They are just silly, I have no idea how anyone can believe the entire Church has fallen except for their sect of 60 people.
Also this is my favorite thing on Sedes
http://www.papastronsay.com/resources/sedevacantism/index.php
>>815256
All the partial communion meme is that people who are baptized have some sort of relationship with the Church that non-baptized people don't.
It's used to confuse people quite often sure but it hardly is an even slight argument against the Church in any way. I don't know anyone serious who would say other religions are in any sort of communion with the Church though, there are probably some goofy people with some weird theology about how worshiping any monothiestic God is in some sense being in communion with the Church but it's so utterly detached from how anyone actually uses the word I don't see why anyone should even care.
Also the idea of a random lay person totally grasping the problems in the Church is the actual problem, all the authority is above us, and God knows far better then any of us. It just doesn't make sense for us to be able to grasp everything and then act on it. It's reflected in their idea they can hear some youtube video and read some old documents they don't understand then pronounce the pope isn't actually the Pope, we can't understand everything but we can understand what we ought to do and that's what God gives us.
Reminds me of this from Chesterton (the whole section on the madman in general but this line in particular)
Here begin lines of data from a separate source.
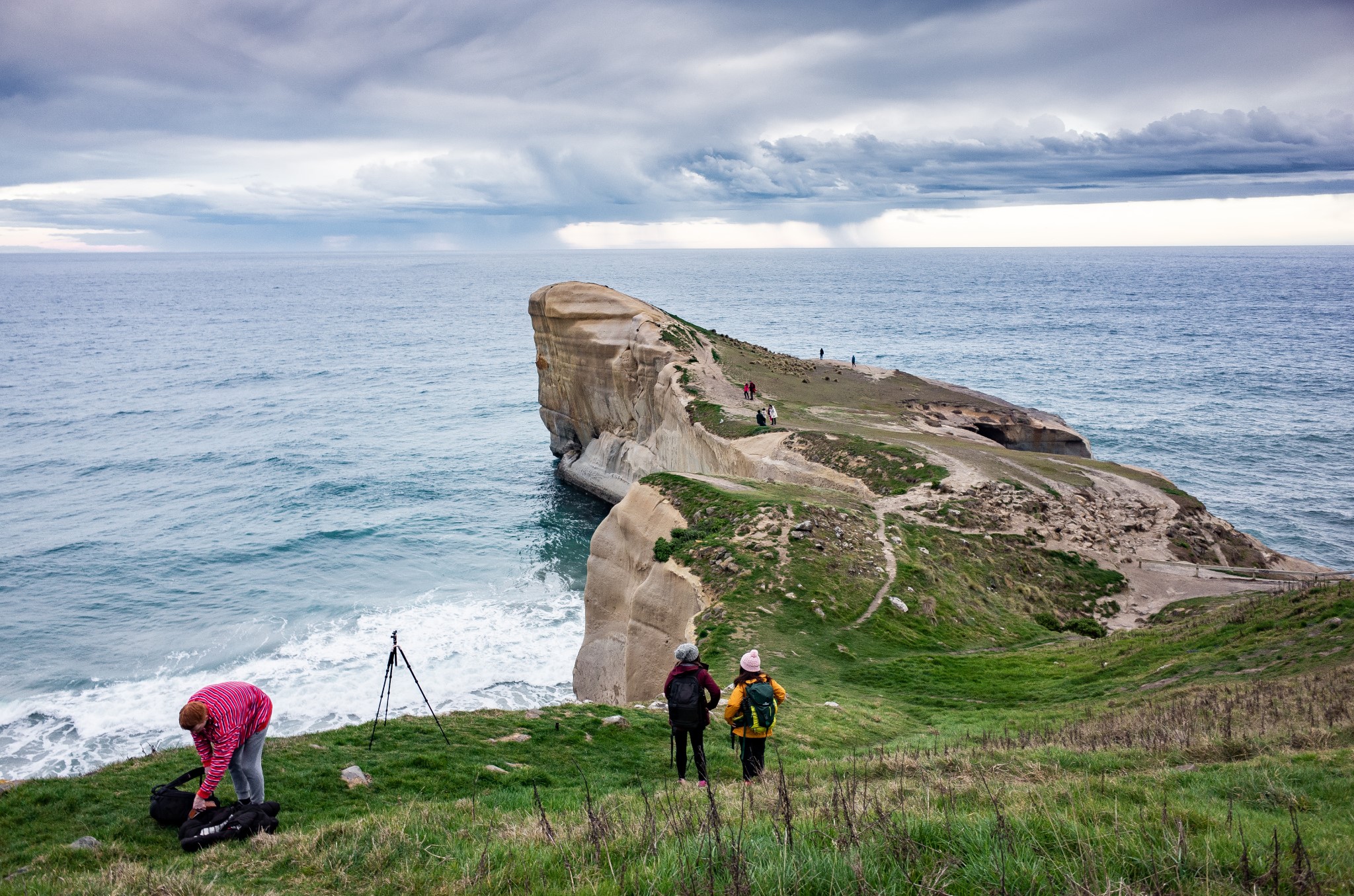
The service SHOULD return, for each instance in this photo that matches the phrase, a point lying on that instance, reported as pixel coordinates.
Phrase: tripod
(387, 687)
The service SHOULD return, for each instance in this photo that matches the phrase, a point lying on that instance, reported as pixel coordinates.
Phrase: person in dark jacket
(691, 693)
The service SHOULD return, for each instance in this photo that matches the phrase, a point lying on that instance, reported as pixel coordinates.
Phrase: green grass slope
(956, 747)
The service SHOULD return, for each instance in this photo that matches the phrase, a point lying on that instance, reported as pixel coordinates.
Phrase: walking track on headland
(890, 568)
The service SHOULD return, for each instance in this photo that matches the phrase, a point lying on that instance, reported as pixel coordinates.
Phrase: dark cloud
(1188, 148)
(368, 113)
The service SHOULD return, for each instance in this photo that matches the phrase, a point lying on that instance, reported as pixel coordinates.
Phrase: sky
(416, 125)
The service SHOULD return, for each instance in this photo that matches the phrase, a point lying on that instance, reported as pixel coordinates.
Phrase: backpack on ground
(168, 804)
(758, 712)
(686, 703)
(233, 822)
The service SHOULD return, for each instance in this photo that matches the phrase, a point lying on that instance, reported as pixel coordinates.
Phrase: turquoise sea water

Poetry is sane because it floats easily in an infinite sea; reason seeks to cross the infinite sea, and so make it finite. The result is mental exhaustion, like the physical exhaustion of Mr. Holbein. To accept everything is an exercise, to understand everything a strain. The poet only desires exaltation and expansion, a world to stretch himself in. The poet only asks to get his head into the heavens. It is the logician who seeks to get the heavens into his head. And it is his head that splits.